File Synchronization (Dropbox)
Edsu is backwards compatible with the web (via websockets) but it's actually a sibling protocol. This, combined with the fact that it was designed with embedded systems in mind (i.e. <1MB memory, <100Mhz), makes it well suited as a bridge between all kinds of systems, including in this case long-running services for desktops.
For an OSS Dropbox replacement, there needs to be a daemon that monitors both the desktop filesystem and the online storage and synchronizes the two, as well as a web UI which can configure the service and download, upload, and create sharable file URLs using just the browser.
In terms of organization, at first glance one might be tempted to look at file paths, then look at Edsu names, and try to use them the same way: e.g. /home/jai/note.txt mapping to prv.app.example-com.sync.files.home.jai.note-txt.
But this would not only be impractical (permissions would be very cumbersone, for example), but also miss out on some of the major benefits of content-addressed storage.
Instead, if a filesystem is stored in a tree of blocks, with a single named block at its root, you get these benefits:
- You can monitor changes to the entire filesystem with a single subscription
- All changes are atomic - it's easy to avoid having files and/or file hierarchies in inconsistent states (e.g. when renaming a file there is no a scenario where both the old and the new filenames exist)

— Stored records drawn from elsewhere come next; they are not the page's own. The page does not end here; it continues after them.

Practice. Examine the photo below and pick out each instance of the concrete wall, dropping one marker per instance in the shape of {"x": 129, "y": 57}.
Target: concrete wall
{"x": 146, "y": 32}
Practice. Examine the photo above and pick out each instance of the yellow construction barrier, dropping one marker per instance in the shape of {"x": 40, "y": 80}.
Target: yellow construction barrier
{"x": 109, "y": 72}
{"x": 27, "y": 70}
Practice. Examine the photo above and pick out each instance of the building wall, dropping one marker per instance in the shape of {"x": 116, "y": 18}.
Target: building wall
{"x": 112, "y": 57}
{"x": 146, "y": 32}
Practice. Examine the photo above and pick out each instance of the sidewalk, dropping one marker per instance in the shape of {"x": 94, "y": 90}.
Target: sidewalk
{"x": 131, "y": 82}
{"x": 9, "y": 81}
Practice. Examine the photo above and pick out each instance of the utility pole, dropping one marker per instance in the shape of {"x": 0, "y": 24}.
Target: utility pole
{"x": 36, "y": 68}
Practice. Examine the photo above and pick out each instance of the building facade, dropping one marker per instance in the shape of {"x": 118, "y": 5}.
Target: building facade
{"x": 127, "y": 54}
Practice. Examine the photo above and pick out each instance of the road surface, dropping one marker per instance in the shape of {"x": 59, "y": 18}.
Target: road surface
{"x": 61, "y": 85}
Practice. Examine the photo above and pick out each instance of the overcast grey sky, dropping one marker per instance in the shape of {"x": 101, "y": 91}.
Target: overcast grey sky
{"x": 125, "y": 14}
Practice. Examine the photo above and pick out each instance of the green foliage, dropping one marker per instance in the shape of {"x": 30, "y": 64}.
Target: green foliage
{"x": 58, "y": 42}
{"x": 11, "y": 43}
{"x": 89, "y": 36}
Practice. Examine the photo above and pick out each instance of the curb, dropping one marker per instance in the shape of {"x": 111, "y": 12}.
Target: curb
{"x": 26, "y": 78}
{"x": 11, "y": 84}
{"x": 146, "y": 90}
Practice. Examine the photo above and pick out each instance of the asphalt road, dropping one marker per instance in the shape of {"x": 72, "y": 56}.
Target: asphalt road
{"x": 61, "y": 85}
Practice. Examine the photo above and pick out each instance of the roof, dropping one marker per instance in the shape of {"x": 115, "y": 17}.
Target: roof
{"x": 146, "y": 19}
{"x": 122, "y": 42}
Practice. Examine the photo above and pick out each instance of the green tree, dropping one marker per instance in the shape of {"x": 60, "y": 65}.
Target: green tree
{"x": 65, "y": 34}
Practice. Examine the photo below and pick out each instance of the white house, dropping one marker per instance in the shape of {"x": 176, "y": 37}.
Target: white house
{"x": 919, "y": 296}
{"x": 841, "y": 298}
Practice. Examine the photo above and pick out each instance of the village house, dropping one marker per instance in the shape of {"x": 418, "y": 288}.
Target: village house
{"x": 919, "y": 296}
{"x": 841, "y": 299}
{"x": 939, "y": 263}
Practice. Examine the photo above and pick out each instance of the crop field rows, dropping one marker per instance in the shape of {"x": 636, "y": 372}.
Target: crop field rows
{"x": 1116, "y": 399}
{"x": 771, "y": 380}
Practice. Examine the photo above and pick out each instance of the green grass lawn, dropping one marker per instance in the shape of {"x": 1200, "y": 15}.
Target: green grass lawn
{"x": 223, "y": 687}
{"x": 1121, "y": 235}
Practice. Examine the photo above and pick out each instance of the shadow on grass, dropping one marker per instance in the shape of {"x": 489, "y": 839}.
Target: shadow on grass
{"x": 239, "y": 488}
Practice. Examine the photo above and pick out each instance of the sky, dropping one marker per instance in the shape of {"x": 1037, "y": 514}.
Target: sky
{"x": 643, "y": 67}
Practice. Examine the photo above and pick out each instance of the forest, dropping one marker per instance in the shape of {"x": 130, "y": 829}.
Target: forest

- Automatic deduplicating - since identical files will resolve to the same hash, they won't be stored more than once
- Trivial snapshots and rollbacks - if the root block contains the hash of the previous root, it forms a linked list of every revision to the filesystem since its inception. Retrieving or rolling back to a snapshot is as simple as using an old root block as the current root. And because of the inherit dedeuplication it's only storing deltas between the revisions.
So a lot of the critical functionality of storage is addressed simply by Edsu being based on content-addressed storage (specifically a Merkle tree). On top of this, you can leverage Edsu's permission system so that only certain groups can access certain shares (with separate read/write permissions), use appendable block TTLs to automatically delete old snapshots, etc.
What's left is defining a filesystem storage format (essentially a block-based tar format, which would hopefully become a standard), then creating an Edsu-enabled FUSE-based daemon to run on the desktop, and finally building a statically-hosted webapp to configure the service and provide web-based file access.
Absolutely not trivial, certainly - this would be a big job. But it's a good example of Edsu's strengths in taking care of some of the most difficult parts of such a project: authentication, atomicity, and synchronization.